Well after a couple of months of chemo the cancer decided to rear its ugly head again. This meant my Dad would have to have a second surgery or just let nature take its course. A very tough decision lay ahead. We all agreed that that the second surgery would probably be the best because it would most likely give him a longer stint here on earth. The day before his second surgery he and I went to get breakfast at Hy-Vee. That’s kind of an unknown tradition between him and me. That night I remember we sat on the couch upstairs and talked about his impending surgery. Again, we shared a hug and cried together. The next day we made our way to Columbia for surgery. He was still the fearless old man I knew, being wheeled back into surgery.

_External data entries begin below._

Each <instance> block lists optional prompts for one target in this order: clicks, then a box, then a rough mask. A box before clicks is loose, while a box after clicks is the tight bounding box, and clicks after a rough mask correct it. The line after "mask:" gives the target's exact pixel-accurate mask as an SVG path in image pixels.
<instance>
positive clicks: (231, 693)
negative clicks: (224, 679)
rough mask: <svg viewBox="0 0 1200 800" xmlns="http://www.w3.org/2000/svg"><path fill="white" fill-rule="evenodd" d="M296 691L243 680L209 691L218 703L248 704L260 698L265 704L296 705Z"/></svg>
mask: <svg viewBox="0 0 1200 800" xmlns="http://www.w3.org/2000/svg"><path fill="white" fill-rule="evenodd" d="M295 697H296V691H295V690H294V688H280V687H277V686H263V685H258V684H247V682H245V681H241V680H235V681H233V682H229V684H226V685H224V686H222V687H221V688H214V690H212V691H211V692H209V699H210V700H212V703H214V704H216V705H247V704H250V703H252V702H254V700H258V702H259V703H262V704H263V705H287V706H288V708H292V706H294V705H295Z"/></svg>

A short time after this surgery he began to have difficulties so he had to be readmitted to the hospital. In this time he had suffered from a stroke and developed a staff infection. His personality took on that of a young child while still retaining parts of his adult self. After a period in the Hospital he was sent home with my mom and me. My mother was a complete saint for his remaining time with us. She took care of him day in and day out. I tried to do my part but nothing can compare to everything she did. If I could, I would go back and spend every waking moment with him. I wish I would have recorded him on video so I could just have something to remember him by.

I cannot believe the positive attitude that came from him the last few months that he was with us. These months are what inspired me to be a different person. I now believe whole-heartedly that everyday is a gift that should be appreciated. Anyone that came into the house was immediately affected by him. He could always put a smile on a face. It was almost instant. How can somebody in so much pain display such a positive attitude? This was such a hard concept to grasp. It’s still hard to get a grip on today.

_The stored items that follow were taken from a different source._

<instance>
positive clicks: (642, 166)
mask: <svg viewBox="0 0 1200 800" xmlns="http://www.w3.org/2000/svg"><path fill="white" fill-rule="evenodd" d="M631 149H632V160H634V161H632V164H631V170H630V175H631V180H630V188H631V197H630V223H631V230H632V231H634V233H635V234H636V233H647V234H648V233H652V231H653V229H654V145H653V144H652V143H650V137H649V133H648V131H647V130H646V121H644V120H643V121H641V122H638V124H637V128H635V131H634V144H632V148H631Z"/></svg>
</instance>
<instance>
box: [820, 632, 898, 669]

He was truly a gift from God, an inspiration to everyone that knew him. He taught us how to love each other and let go of all the petty differences. Perhaps his disease was a blessing in disguise. It is very unfortunate that such a great person had to perish so that we could learn the value of life, love and friendship. It is an honor and a privilege to say that this man was my father. I miss him every single day and will continue to do so for the rest of my life. Thank you Dad for everything that you have taught me; I will never forget it. Happy Birthday!

1 comment:

  1. Your father was a great man, and he was a big part of my childhood. I remember the days in elementary school when I would go to your house and see him all the time. I had much love, respect and admiration for him (and Cindy of course!!!). He fostered a wonderful environment for you to grow up in, and that was something I realized even at an early age. His loving discipline and care for us really kept us in line! I will never forget him and what he has done.

    Much love goes out to you and your family. I am so sorry to hear this happened, and even more sorry in my tardiness of hearing that it did.

    I wish you the best in your future Adam and much success!!!